A metáfora também cabe no poema devido à aproximação entre as sete

“estrofes” e as sete “faces” dos sentimentos do poeta, e entre as janelas das casas e os

olhos. Como bem aponta Jung em “O Homem e seus símbolos”, o corpo humano é

muitas vezes representado sob a forma de uma casa, inclusive como imagem onírica. Se

esses mesmos recursos podem aparecer nos sonhos, é possível inferir que o inconsciente

poderia funcional como linguagem simbólica.
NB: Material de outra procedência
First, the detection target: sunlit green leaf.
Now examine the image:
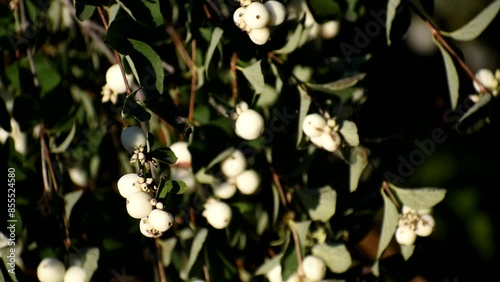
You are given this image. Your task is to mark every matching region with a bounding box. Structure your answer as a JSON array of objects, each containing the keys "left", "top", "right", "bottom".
[
  {"left": 433, "top": 37, "right": 459, "bottom": 109},
  {"left": 311, "top": 243, "right": 352, "bottom": 273},
  {"left": 296, "top": 186, "right": 337, "bottom": 222},
  {"left": 385, "top": 0, "right": 401, "bottom": 45},
  {"left": 389, "top": 184, "right": 446, "bottom": 210},
  {"left": 440, "top": 0, "right": 500, "bottom": 41}
]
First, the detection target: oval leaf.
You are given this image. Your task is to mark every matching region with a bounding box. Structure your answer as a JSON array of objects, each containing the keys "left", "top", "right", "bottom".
[
  {"left": 297, "top": 186, "right": 337, "bottom": 222},
  {"left": 432, "top": 37, "right": 459, "bottom": 109},
  {"left": 441, "top": 0, "right": 500, "bottom": 41},
  {"left": 377, "top": 189, "right": 399, "bottom": 260},
  {"left": 389, "top": 184, "right": 446, "bottom": 210},
  {"left": 311, "top": 243, "right": 352, "bottom": 273}
]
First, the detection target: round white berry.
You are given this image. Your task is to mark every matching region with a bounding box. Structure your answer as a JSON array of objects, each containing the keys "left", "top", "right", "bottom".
[
  {"left": 116, "top": 173, "right": 141, "bottom": 198},
  {"left": 148, "top": 209, "right": 174, "bottom": 232},
  {"left": 396, "top": 225, "right": 417, "bottom": 246},
  {"left": 120, "top": 125, "right": 146, "bottom": 153},
  {"left": 415, "top": 214, "right": 436, "bottom": 237},
  {"left": 319, "top": 21, "right": 340, "bottom": 40},
  {"left": 202, "top": 198, "right": 232, "bottom": 229},
  {"left": 302, "top": 255, "right": 326, "bottom": 281},
  {"left": 213, "top": 181, "right": 238, "bottom": 199},
  {"left": 139, "top": 217, "right": 163, "bottom": 238},
  {"left": 106, "top": 64, "right": 133, "bottom": 93},
  {"left": 235, "top": 107, "right": 264, "bottom": 140},
  {"left": 169, "top": 141, "right": 191, "bottom": 166},
  {"left": 243, "top": 2, "right": 271, "bottom": 29},
  {"left": 302, "top": 114, "right": 326, "bottom": 137},
  {"left": 36, "top": 257, "right": 66, "bottom": 282},
  {"left": 127, "top": 192, "right": 153, "bottom": 219},
  {"left": 233, "top": 7, "right": 246, "bottom": 29},
  {"left": 236, "top": 169, "right": 260, "bottom": 195},
  {"left": 473, "top": 69, "right": 498, "bottom": 93},
  {"left": 63, "top": 265, "right": 87, "bottom": 282},
  {"left": 248, "top": 27, "right": 271, "bottom": 45},
  {"left": 220, "top": 150, "right": 247, "bottom": 178},
  {"left": 264, "top": 0, "right": 286, "bottom": 26}
]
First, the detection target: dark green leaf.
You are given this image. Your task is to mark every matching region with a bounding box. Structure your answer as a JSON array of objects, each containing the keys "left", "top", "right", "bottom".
[
  {"left": 441, "top": 0, "right": 500, "bottom": 41},
  {"left": 149, "top": 147, "right": 177, "bottom": 165}
]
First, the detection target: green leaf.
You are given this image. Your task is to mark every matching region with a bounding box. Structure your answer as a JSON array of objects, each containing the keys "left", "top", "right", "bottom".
[
  {"left": 440, "top": 0, "right": 500, "bottom": 41},
  {"left": 385, "top": 0, "right": 401, "bottom": 46},
  {"left": 121, "top": 89, "right": 151, "bottom": 122},
  {"left": 49, "top": 122, "right": 76, "bottom": 154},
  {"left": 73, "top": 1, "right": 96, "bottom": 22},
  {"left": 377, "top": 186, "right": 399, "bottom": 260},
  {"left": 340, "top": 120, "right": 359, "bottom": 147},
  {"left": 297, "top": 86, "right": 312, "bottom": 147},
  {"left": 296, "top": 186, "right": 337, "bottom": 222},
  {"left": 433, "top": 37, "right": 459, "bottom": 109},
  {"left": 240, "top": 60, "right": 266, "bottom": 94},
  {"left": 149, "top": 147, "right": 177, "bottom": 165},
  {"left": 255, "top": 254, "right": 283, "bottom": 276},
  {"left": 307, "top": 0, "right": 342, "bottom": 23},
  {"left": 158, "top": 180, "right": 187, "bottom": 199},
  {"left": 349, "top": 146, "right": 368, "bottom": 192},
  {"left": 400, "top": 244, "right": 415, "bottom": 260},
  {"left": 64, "top": 189, "right": 83, "bottom": 219},
  {"left": 204, "top": 27, "right": 224, "bottom": 77},
  {"left": 157, "top": 237, "right": 177, "bottom": 267},
  {"left": 116, "top": 0, "right": 163, "bottom": 27},
  {"left": 82, "top": 248, "right": 100, "bottom": 281},
  {"left": 186, "top": 228, "right": 208, "bottom": 273},
  {"left": 311, "top": 243, "right": 352, "bottom": 273},
  {"left": 389, "top": 184, "right": 446, "bottom": 210},
  {"left": 127, "top": 38, "right": 165, "bottom": 94}
]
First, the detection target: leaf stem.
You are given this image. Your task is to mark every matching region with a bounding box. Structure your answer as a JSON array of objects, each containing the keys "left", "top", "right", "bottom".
[{"left": 409, "top": 1, "right": 493, "bottom": 95}]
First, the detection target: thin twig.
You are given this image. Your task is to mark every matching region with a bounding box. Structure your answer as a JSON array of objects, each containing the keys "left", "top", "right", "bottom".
[
  {"left": 409, "top": 1, "right": 493, "bottom": 95},
  {"left": 230, "top": 52, "right": 238, "bottom": 107},
  {"left": 188, "top": 39, "right": 198, "bottom": 123}
]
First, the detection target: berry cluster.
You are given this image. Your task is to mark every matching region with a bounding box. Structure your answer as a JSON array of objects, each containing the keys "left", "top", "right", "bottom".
[
  {"left": 302, "top": 113, "right": 341, "bottom": 152},
  {"left": 36, "top": 257, "right": 89, "bottom": 282},
  {"left": 233, "top": 102, "right": 264, "bottom": 140},
  {"left": 117, "top": 126, "right": 174, "bottom": 238},
  {"left": 396, "top": 206, "right": 436, "bottom": 246},
  {"left": 233, "top": 0, "right": 286, "bottom": 45}
]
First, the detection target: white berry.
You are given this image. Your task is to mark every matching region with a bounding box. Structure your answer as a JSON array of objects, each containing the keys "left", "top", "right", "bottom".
[
  {"left": 213, "top": 181, "right": 238, "bottom": 199},
  {"left": 236, "top": 169, "right": 260, "bottom": 195},
  {"left": 148, "top": 209, "right": 174, "bottom": 232},
  {"left": 220, "top": 150, "right": 247, "bottom": 178},
  {"left": 120, "top": 125, "right": 146, "bottom": 153},
  {"left": 302, "top": 114, "right": 326, "bottom": 137},
  {"left": 63, "top": 265, "right": 87, "bottom": 282},
  {"left": 127, "top": 192, "right": 153, "bottom": 219},
  {"left": 202, "top": 198, "right": 232, "bottom": 229},
  {"left": 264, "top": 0, "right": 286, "bottom": 26},
  {"left": 415, "top": 214, "right": 436, "bottom": 237},
  {"left": 235, "top": 109, "right": 264, "bottom": 140},
  {"left": 106, "top": 64, "right": 133, "bottom": 93},
  {"left": 396, "top": 225, "right": 417, "bottom": 246},
  {"left": 116, "top": 173, "right": 141, "bottom": 198},
  {"left": 302, "top": 255, "right": 326, "bottom": 281},
  {"left": 243, "top": 2, "right": 271, "bottom": 29},
  {"left": 169, "top": 141, "right": 191, "bottom": 166},
  {"left": 248, "top": 27, "right": 271, "bottom": 45},
  {"left": 36, "top": 257, "right": 66, "bottom": 282}
]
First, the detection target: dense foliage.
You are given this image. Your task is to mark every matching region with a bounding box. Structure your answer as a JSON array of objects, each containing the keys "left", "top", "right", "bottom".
[{"left": 0, "top": 0, "right": 500, "bottom": 282}]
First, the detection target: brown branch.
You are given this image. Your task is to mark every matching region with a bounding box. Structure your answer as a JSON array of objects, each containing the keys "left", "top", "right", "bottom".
[
  {"left": 409, "top": 1, "right": 493, "bottom": 96},
  {"left": 188, "top": 39, "right": 198, "bottom": 123}
]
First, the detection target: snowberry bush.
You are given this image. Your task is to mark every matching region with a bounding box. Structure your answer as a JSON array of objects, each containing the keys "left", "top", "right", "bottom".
[{"left": 0, "top": 0, "right": 500, "bottom": 282}]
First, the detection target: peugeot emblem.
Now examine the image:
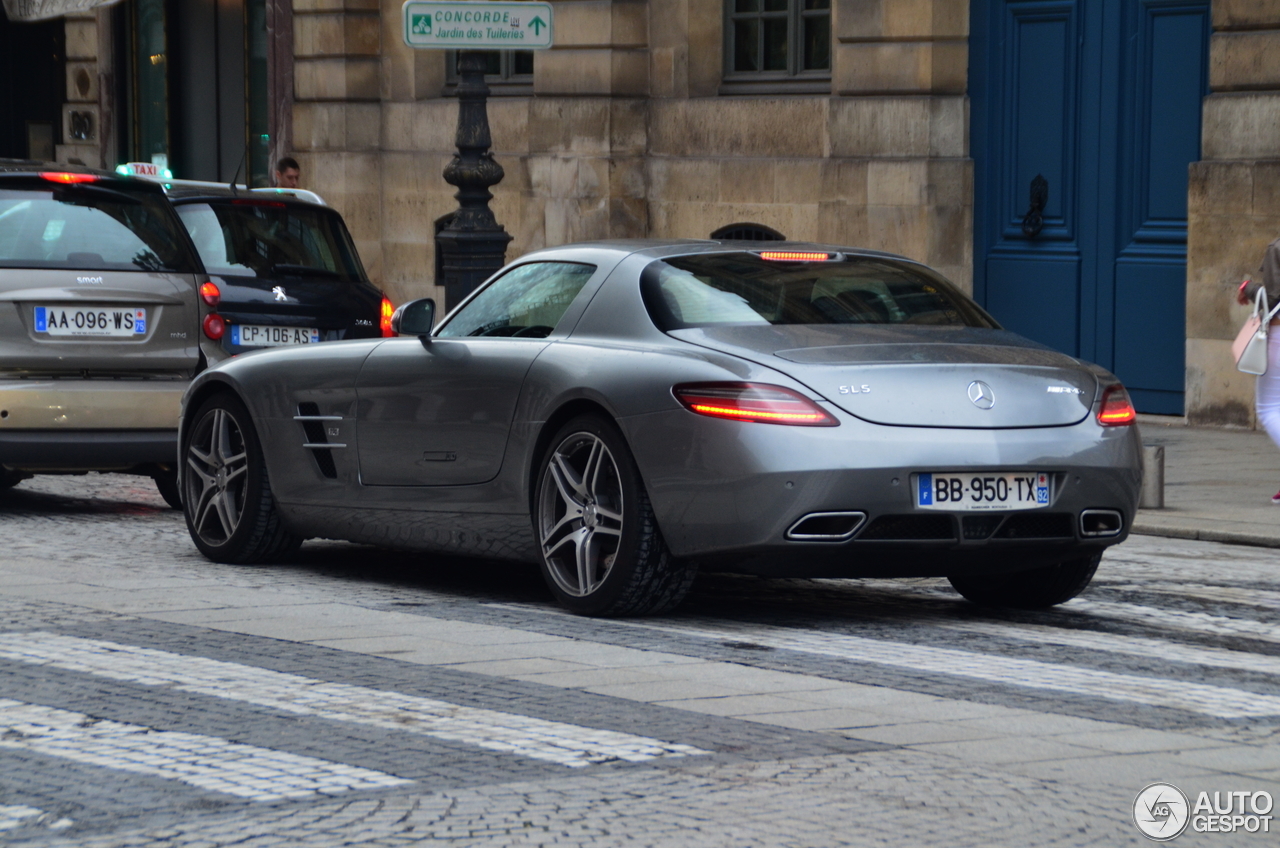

A partir da leitura de “Iconografia de Abeé Pierre”, Barthes acaba ilustrando

uma substituição do “real” pelo “imaginário”, quando mostra que a barba, por exemplo,

pode ter valores diferentes dependendo do contexto, e que, no caso, a justiça real é

substituída por signos de caridade (como barba, cajado, sandálias, etc). Diante das

abordagens saussurianas e da conseguinte escola estruturalista formada a partir delas,

nota-se o caráter relevante da teoria da autonomia ontológica da linguagem, sendo esta,

apesar de também fazer parte do social, do biológico e do psicológico/cognitivo,

considerada apesar desses fatos, não podendo, portanto, ser reduzida a tais termos, mas

vista sob a sua unidade autônoma, que estabelece uma lógica própria. Os termos, ou

signos, terão valores diferentes dependendo do lugar onde estejam, e estão suscetíveis,

portanto, à mudança, dependendo do desejo das pessoas por este ou aquele símbolo, ou

seja, há um consumo simbólico, onde os signos funcionam sós, independentes do real.